Tip: To avoid the DATA-INTO operation failing because the data cannot be successfully assigned to RPG fields with types such as Date or Numeric, the receiver variable can be defined with subfields that are all of type character or UCS-2. Then the data can be converted to other data types by the RPG program using the conversion built-in functions %DATE, %INT, and so on.

See Examples of DATA-INTO parsers for information about where you can find examples of parsers for the DATA-INTO operation.

To obtain a trace from the parser, set the QIBM_RPG_DATA_INTO_TRACE_PARSER environment variable with a value of "*STDOUT".

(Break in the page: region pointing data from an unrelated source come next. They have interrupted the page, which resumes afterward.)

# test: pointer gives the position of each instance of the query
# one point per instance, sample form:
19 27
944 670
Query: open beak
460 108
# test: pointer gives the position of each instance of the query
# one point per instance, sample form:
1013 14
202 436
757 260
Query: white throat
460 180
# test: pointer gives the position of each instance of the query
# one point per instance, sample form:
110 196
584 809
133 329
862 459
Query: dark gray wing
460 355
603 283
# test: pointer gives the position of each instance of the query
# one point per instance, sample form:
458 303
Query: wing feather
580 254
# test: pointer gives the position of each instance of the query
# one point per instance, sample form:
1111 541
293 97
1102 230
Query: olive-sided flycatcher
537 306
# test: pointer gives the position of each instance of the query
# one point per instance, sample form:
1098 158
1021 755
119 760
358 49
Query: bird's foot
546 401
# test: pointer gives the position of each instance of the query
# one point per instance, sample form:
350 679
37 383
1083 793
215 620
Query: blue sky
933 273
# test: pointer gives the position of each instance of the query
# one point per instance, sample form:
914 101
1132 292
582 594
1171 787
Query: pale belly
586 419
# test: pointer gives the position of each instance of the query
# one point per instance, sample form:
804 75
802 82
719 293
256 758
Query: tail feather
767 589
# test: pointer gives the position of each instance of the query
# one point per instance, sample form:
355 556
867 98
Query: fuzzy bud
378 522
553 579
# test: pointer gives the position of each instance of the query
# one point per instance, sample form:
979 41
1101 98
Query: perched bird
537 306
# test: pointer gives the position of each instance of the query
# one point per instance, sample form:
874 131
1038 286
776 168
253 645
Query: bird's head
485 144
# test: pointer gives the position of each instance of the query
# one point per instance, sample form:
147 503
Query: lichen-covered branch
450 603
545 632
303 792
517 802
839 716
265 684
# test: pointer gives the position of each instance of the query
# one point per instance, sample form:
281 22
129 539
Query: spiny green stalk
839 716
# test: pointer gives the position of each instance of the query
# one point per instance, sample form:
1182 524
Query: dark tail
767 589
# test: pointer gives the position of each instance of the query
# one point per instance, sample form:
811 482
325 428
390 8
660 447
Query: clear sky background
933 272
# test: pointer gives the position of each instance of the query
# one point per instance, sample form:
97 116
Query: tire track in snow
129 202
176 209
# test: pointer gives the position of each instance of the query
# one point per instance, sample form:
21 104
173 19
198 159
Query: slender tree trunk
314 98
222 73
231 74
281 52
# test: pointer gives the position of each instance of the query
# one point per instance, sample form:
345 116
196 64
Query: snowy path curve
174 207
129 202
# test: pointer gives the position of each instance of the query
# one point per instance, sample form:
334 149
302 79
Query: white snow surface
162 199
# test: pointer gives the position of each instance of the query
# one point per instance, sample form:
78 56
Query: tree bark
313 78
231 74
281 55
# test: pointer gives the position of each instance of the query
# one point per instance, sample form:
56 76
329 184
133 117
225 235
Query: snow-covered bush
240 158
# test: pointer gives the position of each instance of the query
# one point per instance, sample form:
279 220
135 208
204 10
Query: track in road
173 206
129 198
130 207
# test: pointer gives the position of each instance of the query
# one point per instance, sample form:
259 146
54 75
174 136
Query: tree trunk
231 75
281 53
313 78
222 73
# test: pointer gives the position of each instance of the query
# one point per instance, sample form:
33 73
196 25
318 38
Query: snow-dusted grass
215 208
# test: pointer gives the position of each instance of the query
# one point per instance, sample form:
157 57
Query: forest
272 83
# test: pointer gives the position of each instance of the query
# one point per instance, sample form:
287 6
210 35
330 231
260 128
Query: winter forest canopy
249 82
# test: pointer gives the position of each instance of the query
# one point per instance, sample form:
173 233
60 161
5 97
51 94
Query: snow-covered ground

   ADDENVVAR QIBM_RPG_DATA_INTO_TRACE_PARSER VALUE('*STDOUT')
Note: If the trace output does not show up immediately, or if it flashes too quickly to see, you can view the standard output by calling the following ILE RPG program. Compile the program with CRTBNDRPG.

**FREE
CTL-OPT ACTGRP(*NEW);
DCL-PR printf EXTPROC(*DCLCASE);
  p POINTER VALUE OPTIONS(*STRING : *NOPASS);
END-PR;
DCL-PR getchar INT(10) EXTPROC(*DCLCASE) END-PR;
DCL-C EOL x'15';

printf (EOL);
getchar ();
return;
The following C program will accomplish the same thing. Compile the program with CRTBNDC.

#include <stdio.h>
main()
{
   printf("\n");
   getchar();
}